The UC Davis Environmental Health Sciences awarded California National Primate Research Center (CNPRC) core scientist, Dr. Hong Ji their 2019-2020 scholar award. Her application to study epigenetics as the link between air pollutant exposures during development and long-term side effects on the lungs will significantly contribute to our knowledge of how particulate matter in our environment affects human health. As a tenure track assistant professor from school of Veterinary Medicine, Ji’s work at the CNPRC mainly focuses on epigenetic regulation of childhood asthma and other respiratory diseases through a combined approach of human, rodent, and nonhuman primate (NHP) model, part of which is supported by her recently awarded R01 from National Institute of Health.

Ji’s experiences with children’s asthma began in Cincinnati and revealed a field of study that combined her personal interests, her research interests, and her expertise perfectly. While research shows that environmental exposures can cause asthma and related symptoms, it is still unclear how a short period of exposure during critical developmental windows, like infancy, is capable of such long-term impacts. Ji’s focus on epigenetics could provide an opportunity to fill this gap in the field. Epigenetics itself has many definitions, but according to Ji, the gist is this, “the central dogma of molecular biology is essentially, DNA instructs the cell to produce protein for the cells to be functional…then, epigenetics [provides] a mechanism to tell how the genes, or DNA, are seen by the cells and whether the cell should express those proteins or not.”

Currently, Ji is working on her proposed pilot project supported by UC Davis Environmental Health Center specifically focused on understanding the difference in how cells of the CNPRC rhesus macaque monkeys exposed to wildfire smoke during infancy read DNA compared to monkeys who did not experience exposure during infancy.
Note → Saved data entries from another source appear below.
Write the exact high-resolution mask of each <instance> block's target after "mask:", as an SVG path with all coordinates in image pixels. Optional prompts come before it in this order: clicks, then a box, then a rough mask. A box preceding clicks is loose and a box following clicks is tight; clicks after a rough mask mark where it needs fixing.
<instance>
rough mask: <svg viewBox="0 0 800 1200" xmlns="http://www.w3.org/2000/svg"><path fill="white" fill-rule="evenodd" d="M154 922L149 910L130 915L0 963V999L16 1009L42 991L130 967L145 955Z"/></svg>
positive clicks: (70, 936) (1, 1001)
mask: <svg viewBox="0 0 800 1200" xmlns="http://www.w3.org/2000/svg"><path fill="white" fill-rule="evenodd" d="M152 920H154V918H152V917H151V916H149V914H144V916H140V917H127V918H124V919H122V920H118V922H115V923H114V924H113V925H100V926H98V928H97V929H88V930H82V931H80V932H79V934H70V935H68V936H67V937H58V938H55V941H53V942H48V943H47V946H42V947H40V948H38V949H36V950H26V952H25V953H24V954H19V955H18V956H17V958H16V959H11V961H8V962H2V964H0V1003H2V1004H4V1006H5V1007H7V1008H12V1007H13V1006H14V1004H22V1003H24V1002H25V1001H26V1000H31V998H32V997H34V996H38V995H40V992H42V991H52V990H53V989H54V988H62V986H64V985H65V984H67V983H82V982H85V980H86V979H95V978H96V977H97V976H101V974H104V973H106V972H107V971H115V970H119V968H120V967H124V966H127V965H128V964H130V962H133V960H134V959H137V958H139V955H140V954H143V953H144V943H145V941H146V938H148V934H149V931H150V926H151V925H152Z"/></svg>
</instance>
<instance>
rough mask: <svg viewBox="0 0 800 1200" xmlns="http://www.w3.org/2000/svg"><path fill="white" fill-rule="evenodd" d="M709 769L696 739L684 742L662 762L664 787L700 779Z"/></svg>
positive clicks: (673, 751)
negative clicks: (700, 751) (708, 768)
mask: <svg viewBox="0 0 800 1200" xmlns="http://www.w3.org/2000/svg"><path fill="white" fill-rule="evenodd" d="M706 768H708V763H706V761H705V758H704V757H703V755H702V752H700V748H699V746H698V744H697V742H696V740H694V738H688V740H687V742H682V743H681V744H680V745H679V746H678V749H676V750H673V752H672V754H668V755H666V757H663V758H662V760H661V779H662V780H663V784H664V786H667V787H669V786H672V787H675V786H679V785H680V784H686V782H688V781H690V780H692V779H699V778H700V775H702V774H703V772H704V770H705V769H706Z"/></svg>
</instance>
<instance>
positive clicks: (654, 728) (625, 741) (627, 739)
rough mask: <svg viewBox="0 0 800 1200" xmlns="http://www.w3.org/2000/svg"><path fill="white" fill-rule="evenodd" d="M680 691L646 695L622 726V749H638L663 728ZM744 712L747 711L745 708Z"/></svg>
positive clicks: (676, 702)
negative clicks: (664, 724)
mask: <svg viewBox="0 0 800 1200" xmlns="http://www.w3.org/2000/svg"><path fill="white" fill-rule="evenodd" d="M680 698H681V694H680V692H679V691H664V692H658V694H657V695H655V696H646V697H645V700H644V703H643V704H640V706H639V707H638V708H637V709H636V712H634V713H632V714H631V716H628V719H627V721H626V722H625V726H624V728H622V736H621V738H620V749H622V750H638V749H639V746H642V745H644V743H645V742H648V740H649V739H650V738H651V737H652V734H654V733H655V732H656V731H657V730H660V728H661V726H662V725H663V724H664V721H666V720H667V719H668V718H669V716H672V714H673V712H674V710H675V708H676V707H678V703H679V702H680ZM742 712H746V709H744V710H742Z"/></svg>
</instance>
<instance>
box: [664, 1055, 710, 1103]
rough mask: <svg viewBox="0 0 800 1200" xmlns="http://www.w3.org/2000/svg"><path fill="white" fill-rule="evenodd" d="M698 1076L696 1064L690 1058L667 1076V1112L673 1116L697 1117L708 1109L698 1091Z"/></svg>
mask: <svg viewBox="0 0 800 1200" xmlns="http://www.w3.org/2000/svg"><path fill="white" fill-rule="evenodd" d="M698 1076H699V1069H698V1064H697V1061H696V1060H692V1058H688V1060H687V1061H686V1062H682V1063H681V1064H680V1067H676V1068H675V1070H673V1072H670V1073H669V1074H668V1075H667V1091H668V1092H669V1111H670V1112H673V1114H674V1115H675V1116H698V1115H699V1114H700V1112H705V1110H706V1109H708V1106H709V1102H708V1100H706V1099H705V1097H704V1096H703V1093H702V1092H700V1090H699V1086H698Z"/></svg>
Her team will do this by collecting nasal epithelial cells that can be obtained from the inside of a monkey’s nose with a small brush and then growing these cells in a culture in the lab where their DNA will be examined for differences in readability, more specifically, methylation sites. This technique is minimally invasive and provides the possibility of direct comparison to humans who may have had experienced similar exposures.

Ji’s work at the CNPRC is an extension of research from CNPRC’s associate director of research, Dr. Lisa Miller. Dr. Miller has spent her time at the Primate Center developing and illustrating the effectiveness of a nonhuman primate model of respiratory disease. Together their work will broaden our understanding of how inhalation exposures to smoke and other pollutants during infancy can leave a long-term effect on respiratory health.

With the help of the EHS scholar award, specifically the resources provided by EHS and the mentoring program built into the award, Ji hopes to “establish a nationally recognized research program related to asthma and environmental epigenetics”. Ultimately, Ji aspires to make discoveries that will translate into preventative medicine, interventions, and treatments for asthma related conditions or more general negative impacts of air pollution.